The Kitchen Begins

In terms of scope, time, energy and cost, the kitchen remodel is probably the largest project we will ever undertake on our home. Of course, it will also give us our single biggest boost in equity position as well.

I am still proceeding off the back of an envelope. Our initial budget was based on providing installers with an empty room with plumb walls and all problems corrected, and it is turning out that the hardest work is the tearout – by the time I get done ripping everything out and overcoming all of the shortcuts, shoddy workmanship and bad design, hanging the new cabinets will be a single afternoon project that could be done between a few hands of poker and Mai Tais.

There are a few exceptions to my abilities (a gas line has to be run to serve the new range, some wiring will have to be moved, and the floor needs to be refinished), and these tasks will be farmed out to people with the mad skillz.

Other than those few exceptions, it might turn out that I will be doing this entire project in the evenings over the next month!

This house is full of mysteries and amazements. Here is a homemade writing surface next to the fridge that was slapped in place using scraps and cutoffs. It is held to the wall by four drywall screws. Thankfully, I never set anything heavy on it, and I never stood on it, because it would have collapsed.

The surprising thing is that the tile glued to the top is very heavy, and I would have expected it to fail under its own weight. But like so many other things in this house, it remained precariously balanced until my attention was focused on it.  And now, thankfully, it is gone.

There is a wealth of contradictory clues about the history of the “interior decorating.”  Oh, if only these walls could talk! I have an enormous attraction to the mystery of how much of these ghetto-riggings were done by well-meaning but deeply ignorant handymen, and how much was done by incompetent and/or careless subcontractors and laborers at the original build.

From time to time, I find myself standing in the middle of the room in slack-jawed amazement, and I stop myself from wasting any more time puzzling over the origins of these misdemeanors. I can hear my friend Wayne Kuhn softly in my ear, “Mister Tabor, just press on.”

Above that desk was a fluorescent lamp fixture, wired to a switch. The “installer” ran the Romex through two studs, up two feet, poked it through a hole in the drywall, then made a series of bash marks in the drywall in order to come back down the two feet it had just traveled up, and lie flush behind the wall cabinet.

My feeble imagination simply will not stretch far enough to guess at the process by which any human being thought that was a good way to run a power line, or the calculus and circumstance that might have directed that outcome.

Then there is the conversion of drywall to Swiss cheese by a blind monkey looking for studs to mount the wall cabinets. The last time I checked, this could be accomplished easily with a tape measure, a pencil and an IQ over 65.  There are dozens and dozens of holes behind the wall cabinets, a handyman’s Whac-a-mole.

It appears that the person mounting the cabinets was also working from their jar of spare screws, because the screws are all different sizes and colors – all of them too short for the task of reliably supporting the weight of cabinets full of dishes.

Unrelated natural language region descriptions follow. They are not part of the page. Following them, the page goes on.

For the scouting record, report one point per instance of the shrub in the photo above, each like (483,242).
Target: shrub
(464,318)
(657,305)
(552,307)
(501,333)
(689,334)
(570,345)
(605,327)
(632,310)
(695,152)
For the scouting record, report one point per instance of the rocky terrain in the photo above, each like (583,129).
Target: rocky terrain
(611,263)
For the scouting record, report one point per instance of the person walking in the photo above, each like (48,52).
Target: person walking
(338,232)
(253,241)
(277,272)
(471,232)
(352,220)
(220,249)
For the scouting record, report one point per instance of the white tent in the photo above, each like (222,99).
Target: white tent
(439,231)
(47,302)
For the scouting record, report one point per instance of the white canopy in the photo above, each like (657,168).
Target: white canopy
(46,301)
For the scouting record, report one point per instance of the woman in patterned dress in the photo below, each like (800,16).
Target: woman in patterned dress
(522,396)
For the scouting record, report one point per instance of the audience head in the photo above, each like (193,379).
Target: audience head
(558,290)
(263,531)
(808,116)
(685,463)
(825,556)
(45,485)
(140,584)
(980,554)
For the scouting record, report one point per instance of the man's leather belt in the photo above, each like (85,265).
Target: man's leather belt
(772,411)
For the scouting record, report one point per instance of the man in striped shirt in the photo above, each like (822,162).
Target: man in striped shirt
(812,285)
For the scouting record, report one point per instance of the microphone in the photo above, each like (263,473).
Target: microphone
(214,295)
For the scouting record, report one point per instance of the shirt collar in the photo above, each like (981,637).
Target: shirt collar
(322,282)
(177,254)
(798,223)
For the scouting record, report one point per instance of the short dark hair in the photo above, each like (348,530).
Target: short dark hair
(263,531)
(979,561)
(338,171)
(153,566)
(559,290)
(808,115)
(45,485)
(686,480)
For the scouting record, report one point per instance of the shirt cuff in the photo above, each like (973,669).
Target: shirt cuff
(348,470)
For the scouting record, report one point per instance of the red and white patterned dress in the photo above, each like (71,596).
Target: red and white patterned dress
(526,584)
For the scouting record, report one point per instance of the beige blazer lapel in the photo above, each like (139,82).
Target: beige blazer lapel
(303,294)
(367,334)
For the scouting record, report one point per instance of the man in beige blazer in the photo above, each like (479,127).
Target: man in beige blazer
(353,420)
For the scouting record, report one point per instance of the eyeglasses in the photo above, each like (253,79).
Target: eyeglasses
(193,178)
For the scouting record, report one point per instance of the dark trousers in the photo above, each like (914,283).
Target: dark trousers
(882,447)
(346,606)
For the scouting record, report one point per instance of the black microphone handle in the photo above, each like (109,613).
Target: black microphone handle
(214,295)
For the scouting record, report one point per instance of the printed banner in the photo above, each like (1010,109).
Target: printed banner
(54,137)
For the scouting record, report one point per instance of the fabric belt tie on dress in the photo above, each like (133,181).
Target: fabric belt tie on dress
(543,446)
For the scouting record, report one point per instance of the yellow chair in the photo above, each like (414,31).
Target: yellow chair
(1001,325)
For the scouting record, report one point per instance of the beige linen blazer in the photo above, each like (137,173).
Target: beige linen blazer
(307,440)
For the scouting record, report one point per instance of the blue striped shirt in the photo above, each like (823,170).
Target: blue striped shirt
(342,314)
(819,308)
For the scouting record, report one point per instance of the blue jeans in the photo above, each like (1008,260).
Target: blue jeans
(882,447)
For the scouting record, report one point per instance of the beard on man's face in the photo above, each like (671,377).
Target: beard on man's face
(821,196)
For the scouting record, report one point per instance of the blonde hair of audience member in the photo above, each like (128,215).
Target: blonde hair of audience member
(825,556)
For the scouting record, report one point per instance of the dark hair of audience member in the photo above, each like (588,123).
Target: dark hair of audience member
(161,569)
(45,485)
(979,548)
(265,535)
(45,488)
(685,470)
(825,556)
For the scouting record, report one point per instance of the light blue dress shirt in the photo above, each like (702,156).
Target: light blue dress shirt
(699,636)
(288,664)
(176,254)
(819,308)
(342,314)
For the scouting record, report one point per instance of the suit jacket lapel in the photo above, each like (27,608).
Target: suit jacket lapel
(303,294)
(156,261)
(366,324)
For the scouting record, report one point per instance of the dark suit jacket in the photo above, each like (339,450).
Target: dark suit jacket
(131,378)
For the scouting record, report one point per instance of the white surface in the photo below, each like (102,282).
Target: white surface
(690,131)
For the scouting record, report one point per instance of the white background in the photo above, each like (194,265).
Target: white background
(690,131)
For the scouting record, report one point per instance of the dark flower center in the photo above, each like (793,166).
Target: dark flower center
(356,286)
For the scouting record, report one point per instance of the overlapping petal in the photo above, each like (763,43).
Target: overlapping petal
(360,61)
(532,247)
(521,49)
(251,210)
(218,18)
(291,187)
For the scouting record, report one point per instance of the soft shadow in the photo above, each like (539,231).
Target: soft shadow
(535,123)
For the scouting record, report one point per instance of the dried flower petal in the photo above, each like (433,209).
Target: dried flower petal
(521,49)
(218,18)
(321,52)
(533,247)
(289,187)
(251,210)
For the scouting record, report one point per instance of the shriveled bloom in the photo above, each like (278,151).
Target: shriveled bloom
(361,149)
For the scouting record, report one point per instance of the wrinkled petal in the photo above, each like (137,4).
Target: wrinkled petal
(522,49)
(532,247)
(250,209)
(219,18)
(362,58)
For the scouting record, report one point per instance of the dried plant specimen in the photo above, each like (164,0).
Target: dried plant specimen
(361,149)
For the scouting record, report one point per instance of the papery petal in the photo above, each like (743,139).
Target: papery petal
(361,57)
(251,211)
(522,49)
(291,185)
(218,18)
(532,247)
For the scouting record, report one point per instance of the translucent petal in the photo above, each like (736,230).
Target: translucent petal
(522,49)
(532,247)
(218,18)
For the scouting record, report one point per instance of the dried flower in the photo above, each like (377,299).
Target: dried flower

At least the tile came off the wall fairly easily with a heavy scraper and a mallet.  The technique I perfected will be important later, when I remove the tile from around the kitchen window.

The next few weeks will be a grand adventure full of a complete range of emotions. I’m sure we will catch a few breaks, and I’m sure I will be deeply disappointed in things I did not correctly predict, or in unforeseen things we have to cope with.  Semper Gumby!